A United Express flight from Charlotte, North Carolina, to O'Hare airport in Chicago, Illinois, had to make an emergency landing in Indianapolis. Flight records show United Express Flight 5919 made a sudden 10,000-foot drop mid-flight around 8 a.m., and at 8:30 p.m. it landed in Indianapolis. The cause has not currently been revealed but is believed to be a pressurization issue.
"Some passengers were complaining of headaches and ear problems so they diverted to Indianapolis," said Jeff Dutton, Communications Manager at Indianapolis Airport.
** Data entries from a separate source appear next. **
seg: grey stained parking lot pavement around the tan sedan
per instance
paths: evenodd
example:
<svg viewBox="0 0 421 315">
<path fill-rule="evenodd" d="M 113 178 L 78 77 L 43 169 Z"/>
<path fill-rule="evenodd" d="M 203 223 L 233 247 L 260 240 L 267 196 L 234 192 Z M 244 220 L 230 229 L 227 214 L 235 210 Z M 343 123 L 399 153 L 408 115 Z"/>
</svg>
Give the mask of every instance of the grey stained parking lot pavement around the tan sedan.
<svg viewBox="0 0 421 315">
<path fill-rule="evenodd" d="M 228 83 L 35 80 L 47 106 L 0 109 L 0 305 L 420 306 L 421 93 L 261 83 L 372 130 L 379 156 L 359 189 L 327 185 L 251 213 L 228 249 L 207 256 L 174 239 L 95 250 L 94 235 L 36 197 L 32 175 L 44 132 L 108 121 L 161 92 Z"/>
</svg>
Passengers were checked out as soon as the flight landed, but no one was taken to a hospital. A United airlines spokesman said that the 10,000-foot drop is standard in cases of pressurization issues. The passengers were eventually taken by bus to Chicago, as that was faster than waiting for another plane. The United Express plane itself is still at the airport awaiting possible repair. United Express authorities and the FAA are investigating the incident.
It's not the only United Express flight that has experienced trouble. On July 28, another United Express flight, SkyWest Flight 5393, had to return to Milwaukee after departing for Chicago due to engine trouble. Photos taken after the plane landed show a missing panel on one of the engines. As with the United Express flight today, no one was injured.
It's also not the only emergency landing recently: Delta Airlines Flight 1889 had to land in Denver when hail damaged the nose cone of the plane. The flight originated from Boston and was headed to Salt Lake City.
Pressurization issues aren't something most passengers think about when flying, but they can cause serious damage. A United Airlines flight in 1989 suddenly lost pressure when a cargo door came open mid-flight. Nine passengers were sucked out of the plane, but the plane landed in Honolulu without further incident. A grimmer incident is the case of Helios Airways Flight 522. All 121 aboard the flight were killed when a pressurization error in the cockpit incapacitated the pilots. The plane continued to fly on autopilot until it crashed from fuel exhaustion. The door to the cockpit was locked and could not be opened by anyone aboard. The deadliest incident involving a single airliner was also a pressurization issue. Japan Airlines flight 123 suffered depressurization caused by an aft pressure bulkhead failure. The plane stayed aloft for forty minutes as the pilots attempted to regain control, but eventually crashed into Mt. Osutaka. Five hundred twenty of the 524 people on board were killed.